Though I didn’t have any warning of my diagnosis, it wasn’t completely unexpected. I knew for years before that something wasn’t right, my body felt wrong, but I could never explain how.

It was little things at first, strange and seemingly random pains that I would brush off easily. A twinge in the hip, a misstep on the stairs from a sore ankle or sudden but fleeting back pain.

As years went by, these pains became more and more common, increasing in intensity. Yet, since I was living with them for as long as I can remember, I slowly adjusted as they got worse.

It sounds silly, in hindsight, to say that I didn’t know my body shouldn’t have felt like that, but it’s the truth. I was an active kid, all the way up through high school, so I would chalk it all up to soreness from practice.

It wasn’t until I had graduated and started pursuing an independent life that the pieces started to connect. My lifestyle had changed to be more sedentary, yet, my pain continued to increase.

Chores around my apartment were impossible, the movements simply too painful. It all came to a head when my job put me on leave for disability.

I suddenly found myself drowning in doctor visits and physical therapy, with no end in sight. Every test came up negative or normal, every vial of bloodwork was a dead end. It took two years to find a doctor who finally cracked my case.

I had been living with an autoimmune disease, my body’s own immune system was attacking my healthy cells. At that point in the process, though that was scary to hear, I wasn’t surprised. If anything, I was relieved. They solved the puzzle; they would treat it and I could go back to my life.

It’s almost comical how wrong I was, my hopes raised high only to be broken down again. Autoimmune diseases are incurable, they can only be managed and maintained through treatments and therapies.

Ask anyone with an autoimmune disease and they will tell you that finding the right treatment is a stressful and frustrating process.

Not only did my pain persist, but now I had to trial run medications and hope they worked. They started going down the list and we finally found one that seemed to work.

Until a year later when the bi-weekly injections I had been taking suddenly stopped helping. At first, I thought I was experiencing a particularly bad flare.

When you have a condition like mine, a flare is common with bad weather or high stress levels.
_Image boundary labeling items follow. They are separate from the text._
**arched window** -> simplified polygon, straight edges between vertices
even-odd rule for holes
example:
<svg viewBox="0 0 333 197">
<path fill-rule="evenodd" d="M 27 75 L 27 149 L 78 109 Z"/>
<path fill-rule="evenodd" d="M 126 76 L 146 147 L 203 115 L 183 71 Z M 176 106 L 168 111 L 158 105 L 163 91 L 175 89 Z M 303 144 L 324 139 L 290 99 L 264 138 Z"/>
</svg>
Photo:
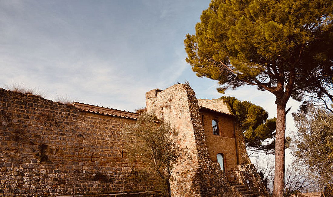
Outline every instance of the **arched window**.
<svg viewBox="0 0 333 197">
<path fill-rule="evenodd" d="M 220 133 L 218 131 L 218 123 L 216 120 L 211 121 L 211 126 L 213 127 L 213 134 L 214 135 L 219 135 Z"/>
<path fill-rule="evenodd" d="M 222 153 L 218 153 L 216 155 L 216 157 L 217 159 L 217 162 L 220 164 L 220 166 L 221 167 L 221 169 L 222 170 L 222 172 L 224 171 L 224 157 L 223 154 Z"/>
</svg>

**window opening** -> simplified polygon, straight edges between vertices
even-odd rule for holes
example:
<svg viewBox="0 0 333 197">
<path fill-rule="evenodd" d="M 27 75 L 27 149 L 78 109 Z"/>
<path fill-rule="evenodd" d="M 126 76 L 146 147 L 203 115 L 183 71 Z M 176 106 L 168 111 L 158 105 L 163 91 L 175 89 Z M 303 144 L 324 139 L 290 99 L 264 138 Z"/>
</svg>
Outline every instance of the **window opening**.
<svg viewBox="0 0 333 197">
<path fill-rule="evenodd" d="M 222 170 L 222 172 L 224 172 L 224 157 L 223 154 L 222 153 L 218 153 L 216 155 L 216 157 L 217 159 L 217 162 L 220 164 L 220 166 L 221 167 L 221 169 Z"/>
<path fill-rule="evenodd" d="M 218 131 L 218 123 L 217 121 L 213 120 L 211 121 L 211 126 L 213 127 L 213 134 L 214 135 L 219 135 Z"/>
</svg>

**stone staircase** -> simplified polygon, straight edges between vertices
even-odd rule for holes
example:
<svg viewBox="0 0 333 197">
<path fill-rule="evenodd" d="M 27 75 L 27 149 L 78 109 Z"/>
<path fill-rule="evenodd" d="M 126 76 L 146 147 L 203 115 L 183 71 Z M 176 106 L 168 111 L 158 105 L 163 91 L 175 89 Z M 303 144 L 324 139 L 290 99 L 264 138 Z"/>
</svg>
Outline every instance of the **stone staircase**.
<svg viewBox="0 0 333 197">
<path fill-rule="evenodd" d="M 229 182 L 232 190 L 238 194 L 239 197 L 261 197 L 259 194 L 250 190 L 245 184 L 243 184 L 238 182 Z"/>
</svg>

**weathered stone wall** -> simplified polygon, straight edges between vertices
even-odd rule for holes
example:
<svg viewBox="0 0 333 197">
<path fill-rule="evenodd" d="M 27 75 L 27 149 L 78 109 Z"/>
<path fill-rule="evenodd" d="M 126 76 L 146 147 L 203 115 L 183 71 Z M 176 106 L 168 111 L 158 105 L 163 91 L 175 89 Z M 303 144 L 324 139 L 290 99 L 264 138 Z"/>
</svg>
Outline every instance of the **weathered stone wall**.
<svg viewBox="0 0 333 197">
<path fill-rule="evenodd" d="M 151 189 L 131 182 L 122 151 L 120 130 L 134 121 L 0 89 L 0 196 Z"/>
<path fill-rule="evenodd" d="M 155 112 L 174 127 L 179 132 L 180 145 L 190 153 L 173 169 L 172 196 L 234 196 L 218 163 L 209 157 L 193 90 L 186 85 L 176 84 L 162 91 L 153 90 L 146 95 L 148 111 Z"/>
<path fill-rule="evenodd" d="M 223 101 L 217 99 L 198 99 L 199 106 L 211 109 L 216 111 L 230 114 L 228 107 L 224 104 Z"/>
</svg>

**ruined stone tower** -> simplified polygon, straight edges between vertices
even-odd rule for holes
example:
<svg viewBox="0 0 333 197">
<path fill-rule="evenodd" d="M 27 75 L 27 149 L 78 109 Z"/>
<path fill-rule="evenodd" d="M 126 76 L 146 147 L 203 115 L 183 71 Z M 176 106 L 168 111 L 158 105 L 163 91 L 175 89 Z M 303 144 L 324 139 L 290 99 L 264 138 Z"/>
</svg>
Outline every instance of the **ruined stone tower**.
<svg viewBox="0 0 333 197">
<path fill-rule="evenodd" d="M 189 85 L 178 84 L 147 92 L 146 105 L 178 131 L 179 144 L 189 153 L 174 169 L 172 196 L 267 195 L 242 133 L 221 100 L 197 99 Z"/>
<path fill-rule="evenodd" d="M 148 112 L 176 128 L 188 150 L 173 169 L 172 196 L 266 195 L 220 100 L 197 99 L 182 84 L 146 97 Z M 136 181 L 133 169 L 145 164 L 126 158 L 121 135 L 139 115 L 0 88 L 0 196 L 150 196 L 154 182 Z"/>
</svg>

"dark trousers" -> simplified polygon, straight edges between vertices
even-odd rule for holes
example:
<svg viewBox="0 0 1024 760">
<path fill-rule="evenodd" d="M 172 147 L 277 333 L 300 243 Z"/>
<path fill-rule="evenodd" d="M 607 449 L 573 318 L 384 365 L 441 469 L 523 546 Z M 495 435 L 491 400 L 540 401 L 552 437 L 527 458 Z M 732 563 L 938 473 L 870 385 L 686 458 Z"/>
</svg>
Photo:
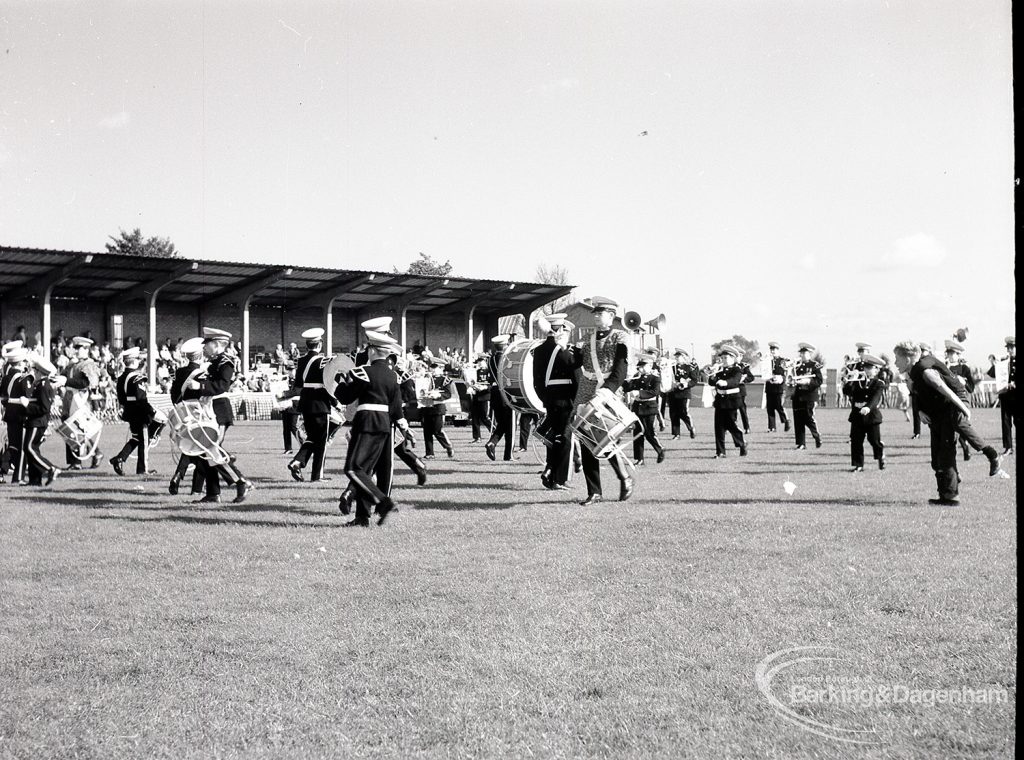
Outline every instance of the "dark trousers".
<svg viewBox="0 0 1024 760">
<path fill-rule="evenodd" d="M 1002 425 L 1002 448 L 1014 449 L 1014 415 L 1017 414 L 1017 399 L 1009 393 L 999 396 L 999 422 Z"/>
<path fill-rule="evenodd" d="M 424 408 L 420 414 L 420 424 L 423 425 L 423 451 L 428 457 L 434 456 L 434 439 L 440 444 L 445 451 L 452 448 L 452 441 L 444 433 L 444 410 L 439 409 L 434 412 L 431 408 Z"/>
<path fill-rule="evenodd" d="M 725 432 L 732 435 L 732 445 L 737 449 L 743 446 L 743 431 L 736 424 L 738 409 L 715 408 L 715 454 L 725 454 Z"/>
<path fill-rule="evenodd" d="M 302 433 L 299 432 L 299 416 L 294 412 L 284 412 L 281 415 L 281 431 L 285 439 L 285 451 L 292 451 L 292 437 L 294 436 L 296 440 L 299 441 L 299 446 L 302 446 L 304 438 Z"/>
<path fill-rule="evenodd" d="M 548 414 L 544 421 L 554 444 L 547 448 L 544 471 L 553 483 L 564 485 L 569 479 L 569 463 L 572 461 L 572 433 L 569 431 L 572 405 L 571 402 L 566 402 L 549 407 L 546 411 Z"/>
<path fill-rule="evenodd" d="M 390 433 L 353 432 L 345 455 L 345 474 L 355 490 L 355 519 L 368 521 L 372 507 L 387 498 L 375 481 L 383 466 L 382 459 L 391 461 Z M 390 488 L 390 479 L 388 478 Z"/>
<path fill-rule="evenodd" d="M 810 430 L 814 437 L 814 442 L 818 442 L 821 436 L 818 434 L 818 424 L 814 421 L 814 406 L 793 408 L 793 427 L 797 435 L 797 446 L 807 445 L 807 434 L 805 430 Z"/>
<path fill-rule="evenodd" d="M 512 459 L 512 408 L 496 403 L 492 405 L 492 411 L 495 414 L 495 426 L 490 430 L 490 438 L 487 442 L 498 446 L 504 438 L 503 459 L 507 462 Z"/>
<path fill-rule="evenodd" d="M 580 447 L 583 455 L 583 476 L 587 481 L 587 494 L 600 494 L 601 493 L 601 460 L 595 457 L 590 449 L 586 446 Z M 612 454 L 608 458 L 608 464 L 611 465 L 612 471 L 615 473 L 615 477 L 620 480 L 625 480 L 628 476 L 626 470 L 626 462 L 618 454 Z"/>
<path fill-rule="evenodd" d="M 480 428 L 485 427 L 490 432 L 490 394 L 482 398 L 479 393 L 473 394 L 473 400 L 469 407 L 469 420 L 473 426 L 473 440 L 480 437 Z"/>
<path fill-rule="evenodd" d="M 930 415 L 932 470 L 940 499 L 955 499 L 959 494 L 959 473 L 956 471 L 956 418 L 961 411 L 954 407 L 943 408 Z"/>
<path fill-rule="evenodd" d="M 690 399 L 689 396 L 669 396 L 669 418 L 672 420 L 672 434 L 679 435 L 679 423 L 686 425 L 686 429 L 693 432 L 693 421 L 690 420 Z"/>
<path fill-rule="evenodd" d="M 312 457 L 313 469 L 309 479 L 319 480 L 324 477 L 324 465 L 327 462 L 327 439 L 331 432 L 331 418 L 326 413 L 303 414 L 302 424 L 306 428 L 306 439 L 295 453 L 295 461 L 300 467 L 305 467 Z"/>
<path fill-rule="evenodd" d="M 644 439 L 650 442 L 656 453 L 662 453 L 662 442 L 657 439 L 657 433 L 654 432 L 654 423 L 656 421 L 657 417 L 655 415 L 644 415 L 640 418 L 640 422 L 634 425 L 633 434 L 636 437 L 633 438 L 633 459 L 640 462 L 643 461 Z"/>
<path fill-rule="evenodd" d="M 770 386 L 769 386 L 770 387 Z M 774 431 L 775 428 L 775 415 L 778 415 L 779 421 L 785 425 L 790 425 L 790 420 L 785 416 L 785 407 L 782 406 L 782 399 L 785 397 L 785 393 L 771 393 L 767 390 L 765 391 L 765 406 L 768 408 L 768 430 Z"/>
<path fill-rule="evenodd" d="M 43 475 L 48 475 L 56 469 L 39 450 L 45 434 L 45 427 L 25 428 L 25 459 L 29 470 L 29 482 L 37 485 L 42 484 Z"/>
<path fill-rule="evenodd" d="M 871 456 L 884 459 L 886 447 L 882 442 L 882 423 L 864 422 L 854 418 L 850 421 L 850 461 L 854 467 L 864 466 L 864 437 L 871 446 Z"/>
</svg>

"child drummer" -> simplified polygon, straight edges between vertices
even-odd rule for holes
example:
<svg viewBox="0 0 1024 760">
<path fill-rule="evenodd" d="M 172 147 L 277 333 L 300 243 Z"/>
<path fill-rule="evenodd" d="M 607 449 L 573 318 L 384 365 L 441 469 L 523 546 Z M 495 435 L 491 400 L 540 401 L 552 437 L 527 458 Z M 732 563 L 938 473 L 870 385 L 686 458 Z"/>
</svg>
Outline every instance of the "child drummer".
<svg viewBox="0 0 1024 760">
<path fill-rule="evenodd" d="M 871 452 L 879 462 L 879 469 L 886 468 L 885 444 L 882 442 L 882 403 L 887 383 L 879 377 L 885 367 L 878 356 L 864 353 L 860 357 L 863 378 L 843 385 L 843 392 L 850 396 L 850 458 L 851 472 L 864 471 L 864 436 L 871 445 Z"/>
</svg>

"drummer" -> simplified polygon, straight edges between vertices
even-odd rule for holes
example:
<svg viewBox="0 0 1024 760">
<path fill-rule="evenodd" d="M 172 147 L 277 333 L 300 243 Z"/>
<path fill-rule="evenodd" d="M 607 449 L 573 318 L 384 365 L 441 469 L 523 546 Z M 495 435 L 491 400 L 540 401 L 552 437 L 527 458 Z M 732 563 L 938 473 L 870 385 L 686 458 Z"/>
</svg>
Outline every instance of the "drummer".
<svg viewBox="0 0 1024 760">
<path fill-rule="evenodd" d="M 625 330 L 614 327 L 618 304 L 604 296 L 594 296 L 589 301 L 594 314 L 595 331 L 590 341 L 581 346 L 583 353 L 583 380 L 577 400 L 586 405 L 595 396 L 613 396 L 626 380 L 629 365 L 629 336 Z M 578 408 L 583 411 L 583 406 Z M 633 495 L 633 478 L 627 471 L 625 458 L 612 454 L 608 464 L 618 478 L 618 501 L 626 501 Z M 601 463 L 587 447 L 583 447 L 583 472 L 587 480 L 587 498 L 584 505 L 594 504 L 603 499 L 601 495 Z"/>
<path fill-rule="evenodd" d="M 324 328 L 315 327 L 302 333 L 306 352 L 296 363 L 295 378 L 292 380 L 292 388 L 299 390 L 299 414 L 306 428 L 306 439 L 288 463 L 288 469 L 296 480 L 302 479 L 302 470 L 310 457 L 313 460 L 310 481 L 330 479 L 324 476 L 327 441 L 340 427 L 331 422 L 331 410 L 337 402 L 324 387 L 324 368 L 330 361 L 323 353 L 324 332 Z"/>
<path fill-rule="evenodd" d="M 572 399 L 579 384 L 575 378 L 580 366 L 579 354 L 570 350 L 569 334 L 575 327 L 564 313 L 548 314 L 551 332 L 541 345 L 534 349 L 534 389 L 544 404 L 545 428 L 551 446 L 548 447 L 541 483 L 552 491 L 567 491 L 569 462 L 572 459 Z"/>
</svg>

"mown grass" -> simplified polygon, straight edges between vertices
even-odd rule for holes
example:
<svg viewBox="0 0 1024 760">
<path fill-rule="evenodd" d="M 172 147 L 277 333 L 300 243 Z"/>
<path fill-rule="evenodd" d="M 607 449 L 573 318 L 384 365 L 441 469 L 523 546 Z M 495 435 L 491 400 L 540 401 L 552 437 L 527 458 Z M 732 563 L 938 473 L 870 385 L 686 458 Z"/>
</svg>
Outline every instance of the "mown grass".
<svg viewBox="0 0 1024 760">
<path fill-rule="evenodd" d="M 400 512 L 370 531 L 339 530 L 343 444 L 332 482 L 294 483 L 276 423 L 231 433 L 244 509 L 167 495 L 166 444 L 160 477 L 0 487 L 0 756 L 1010 756 L 1016 474 L 977 458 L 963 505 L 934 507 L 927 442 L 893 413 L 890 468 L 856 475 L 841 411 L 821 450 L 755 432 L 724 461 L 695 416 L 633 500 L 589 508 L 582 481 L 545 491 L 532 455 L 492 463 L 456 429 L 457 458 L 425 489 L 399 471 Z M 976 422 L 997 441 L 995 412 Z M 800 645 L 1010 700 L 876 708 L 878 744 L 837 743 L 755 685 Z"/>
</svg>

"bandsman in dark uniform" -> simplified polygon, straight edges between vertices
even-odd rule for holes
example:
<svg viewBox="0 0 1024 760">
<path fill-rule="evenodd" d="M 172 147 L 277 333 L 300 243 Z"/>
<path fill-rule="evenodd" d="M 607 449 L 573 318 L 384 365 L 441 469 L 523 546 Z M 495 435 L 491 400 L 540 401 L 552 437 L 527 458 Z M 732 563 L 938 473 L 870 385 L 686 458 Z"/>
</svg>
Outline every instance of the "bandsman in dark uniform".
<svg viewBox="0 0 1024 760">
<path fill-rule="evenodd" d="M 306 428 L 306 439 L 288 463 L 288 469 L 296 480 L 302 479 L 302 469 L 310 457 L 313 466 L 309 479 L 312 482 L 325 479 L 328 439 L 339 427 L 331 421 L 331 411 L 337 406 L 337 400 L 324 387 L 324 368 L 330 362 L 323 353 L 324 332 L 324 328 L 317 327 L 302 333 L 306 352 L 295 365 L 292 388 L 299 391 L 299 414 Z"/>
<path fill-rule="evenodd" d="M 480 439 L 480 428 L 486 428 L 490 432 L 490 386 L 494 384 L 494 377 L 490 375 L 487 356 L 481 353 L 468 375 L 467 382 L 472 395 L 469 418 L 475 444 Z"/>
<path fill-rule="evenodd" d="M 776 431 L 775 415 L 781 420 L 785 432 L 790 432 L 790 418 L 785 416 L 785 377 L 790 371 L 790 360 L 781 355 L 778 343 L 768 342 L 771 362 L 771 376 L 765 381 L 765 407 L 768 411 L 768 432 Z"/>
<path fill-rule="evenodd" d="M 71 339 L 71 344 L 75 356 L 63 371 L 67 382 L 60 407 L 61 420 L 67 420 L 83 407 L 91 410 L 90 394 L 99 387 L 99 366 L 89 356 L 92 339 L 77 335 Z M 70 444 L 65 445 L 65 456 L 68 459 L 68 469 L 82 469 L 82 460 L 75 455 Z M 98 467 L 102 458 L 103 455 L 96 446 L 89 458 L 90 469 Z"/>
<path fill-rule="evenodd" d="M 397 350 L 396 341 L 372 331 L 368 332 L 367 340 L 369 364 L 347 372 L 335 388 L 335 396 L 342 404 L 358 403 L 345 456 L 345 474 L 355 489 L 355 518 L 345 523 L 347 527 L 369 527 L 371 508 L 379 515 L 378 524 L 394 509 L 394 502 L 378 483 L 390 482 L 384 470 L 391 466 L 394 428 L 402 435 L 409 430 L 401 410 L 398 377 L 387 361 Z M 343 498 L 342 511 L 344 505 Z"/>
<path fill-rule="evenodd" d="M 743 355 L 736 346 L 724 345 L 718 357 L 722 369 L 708 378 L 708 384 L 715 388 L 715 458 L 725 458 L 725 433 L 732 435 L 732 444 L 739 449 L 739 456 L 746 456 L 746 441 L 736 424 L 739 412 L 739 392 L 743 384 L 743 371 L 738 362 Z"/>
<path fill-rule="evenodd" d="M 505 451 L 503 459 L 506 462 L 512 460 L 512 408 L 509 407 L 502 397 L 501 389 L 498 387 L 498 368 L 501 366 L 502 353 L 508 345 L 507 335 L 499 335 L 490 339 L 490 358 L 487 360 L 487 369 L 490 370 L 490 410 L 494 415 L 494 427 L 490 430 L 490 438 L 483 447 L 487 453 L 487 458 L 497 460 L 498 444 L 505 439 Z"/>
<path fill-rule="evenodd" d="M 871 445 L 871 453 L 879 469 L 886 468 L 885 444 L 882 442 L 882 400 L 886 384 L 879 378 L 885 362 L 869 353 L 861 353 L 858 364 L 860 377 L 851 377 L 843 385 L 843 392 L 850 397 L 850 459 L 853 472 L 864 471 L 864 437 Z"/>
<path fill-rule="evenodd" d="M 220 446 L 224 448 L 224 436 L 234 422 L 234 410 L 231 409 L 231 400 L 228 392 L 231 382 L 234 380 L 234 361 L 225 352 L 227 342 L 231 339 L 231 334 L 226 330 L 216 328 L 203 328 L 203 354 L 209 362 L 206 376 L 197 383 L 200 395 L 209 398 L 213 406 L 213 416 L 217 420 L 220 433 Z M 195 381 L 194 381 L 195 382 Z M 224 449 L 226 452 L 227 450 Z M 252 483 L 249 482 L 239 470 L 234 463 L 234 458 L 229 456 L 229 461 L 222 465 L 208 463 L 206 469 L 206 496 L 200 499 L 202 503 L 216 504 L 220 501 L 220 479 L 223 478 L 234 487 L 234 499 L 232 503 L 244 502 L 252 491 Z"/>
<path fill-rule="evenodd" d="M 656 360 L 656 356 L 650 354 L 641 356 L 637 361 L 636 376 L 623 383 L 623 390 L 637 394 L 632 411 L 640 419 L 637 423 L 640 430 L 634 431 L 636 437 L 633 438 L 633 463 L 638 467 L 644 463 L 644 439 L 657 454 L 657 463 L 662 464 L 665 461 L 665 447 L 657 439 L 654 430 L 658 405 L 662 400 L 662 378 L 651 371 Z"/>
<path fill-rule="evenodd" d="M 697 363 L 682 348 L 677 348 L 676 360 L 672 365 L 672 389 L 666 393 L 669 398 L 669 418 L 672 421 L 672 439 L 679 438 L 680 422 L 686 425 L 691 438 L 696 437 L 693 431 L 693 421 L 690 419 L 690 394 L 693 386 L 703 381 L 703 375 Z"/>
<path fill-rule="evenodd" d="M 60 470 L 43 456 L 40 446 L 50 424 L 53 399 L 68 378 L 60 375 L 57 368 L 47 358 L 33 355 L 32 364 L 36 375 L 32 395 L 22 396 L 18 399 L 25 407 L 23 449 L 29 470 L 29 485 L 49 485 L 53 482 L 53 478 L 60 474 Z"/>
<path fill-rule="evenodd" d="M 999 375 L 1006 373 L 1006 385 L 996 387 L 995 391 L 999 396 L 999 421 L 1002 426 L 1002 454 L 1007 456 L 1014 453 L 1014 429 L 1017 425 L 1015 415 L 1017 414 L 1017 338 L 1013 335 L 1007 337 L 1007 355 L 999 360 L 1002 365 Z M 988 371 L 988 376 L 993 380 L 1000 380 L 996 375 L 993 365 Z"/>
<path fill-rule="evenodd" d="M 818 403 L 818 389 L 824 380 L 821 365 L 812 361 L 817 349 L 810 343 L 801 343 L 800 361 L 793 371 L 793 425 L 796 430 L 797 449 L 806 449 L 806 430 L 811 431 L 814 446 L 821 448 L 821 435 L 814 420 L 814 407 Z"/>
<path fill-rule="evenodd" d="M 188 364 L 174 371 L 174 379 L 171 381 L 171 404 L 199 400 L 202 397 L 199 390 L 199 378 L 206 371 L 200 363 L 203 358 L 202 338 L 189 338 L 179 348 L 181 355 L 187 360 Z M 206 460 L 203 457 L 182 454 L 178 458 L 174 474 L 171 475 L 170 482 L 167 484 L 167 492 L 172 496 L 177 494 L 181 488 L 181 480 L 188 472 L 189 465 L 196 468 L 193 475 L 191 493 L 194 495 L 203 493 L 202 483 L 206 481 Z"/>
<path fill-rule="evenodd" d="M 544 404 L 545 427 L 552 441 L 547 447 L 544 472 L 541 483 L 546 489 L 565 491 L 569 478 L 569 464 L 572 461 L 573 399 L 579 384 L 577 368 L 580 361 L 577 352 L 569 347 L 569 334 L 573 325 L 564 313 L 548 314 L 546 318 L 551 332 L 544 342 L 534 349 L 534 389 Z"/>
<path fill-rule="evenodd" d="M 125 371 L 118 378 L 118 403 L 121 405 L 121 419 L 128 423 L 131 437 L 111 460 L 114 471 L 125 474 L 125 462 L 136 449 L 135 474 L 146 475 L 155 473 L 150 469 L 150 441 L 160 435 L 164 423 L 157 419 L 157 410 L 150 404 L 150 381 L 145 373 L 139 369 L 143 354 L 138 346 L 126 348 L 121 353 Z"/>
<path fill-rule="evenodd" d="M 586 303 L 590 304 L 594 314 L 595 331 L 589 341 L 579 346 L 583 355 L 583 377 L 577 395 L 580 404 L 578 414 L 583 405 L 589 404 L 598 394 L 618 393 L 629 371 L 629 336 L 625 330 L 613 327 L 618 304 L 604 296 L 594 296 Z M 587 481 L 587 498 L 582 504 L 589 505 L 604 498 L 601 493 L 601 460 L 586 446 L 581 449 L 584 479 Z M 618 454 L 610 456 L 608 464 L 618 478 L 618 501 L 626 501 L 633 495 L 633 478 L 627 470 L 629 464 Z"/>
</svg>

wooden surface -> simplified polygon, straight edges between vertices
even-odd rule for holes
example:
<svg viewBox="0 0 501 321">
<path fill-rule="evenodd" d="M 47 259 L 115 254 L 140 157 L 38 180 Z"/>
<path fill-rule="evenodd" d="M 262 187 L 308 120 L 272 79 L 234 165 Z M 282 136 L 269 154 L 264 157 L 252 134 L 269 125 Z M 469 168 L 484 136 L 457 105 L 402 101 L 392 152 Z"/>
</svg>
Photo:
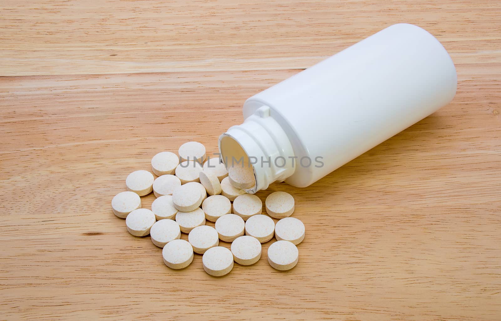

Put plainly, it’s a period of time in which the disease process worsens, though they can be managed and brought back to a base level.

When it didn’t subside, my doctor discovered the medication was no longer working. It had taken months of fighting with insurance and financial aid just to afford the first injection, and the new medication was going to be just as expensive.–a whopping $60,000 a year, for just that one type of treatment.

Not to mention the cost of the other anti-inflammatory drugs needed for flares and the physical therapy appointments. 

Meanwhile, my friends were graduating and chasing their dreams, finding their calling in life, or just having fun.

Even when I try my hardest, I am not able to function at the same level as other people my age. I have to plan every day around my condition and that takes its own toll.

My disease had not only sidelined my future plans but had also managed to create a mental rift between myself and society. I have no crutches or cast, so how would society ever see my constant pain?

Despite all of these things, I can’t allow my life to stop moving forward. It is difficult and exhausting, but so incredibly rewarding when progress is made.

Though it is invisible to others, my pain is real, and I feel it every day. Like many others, I am still learning to live with my autoimmune disease.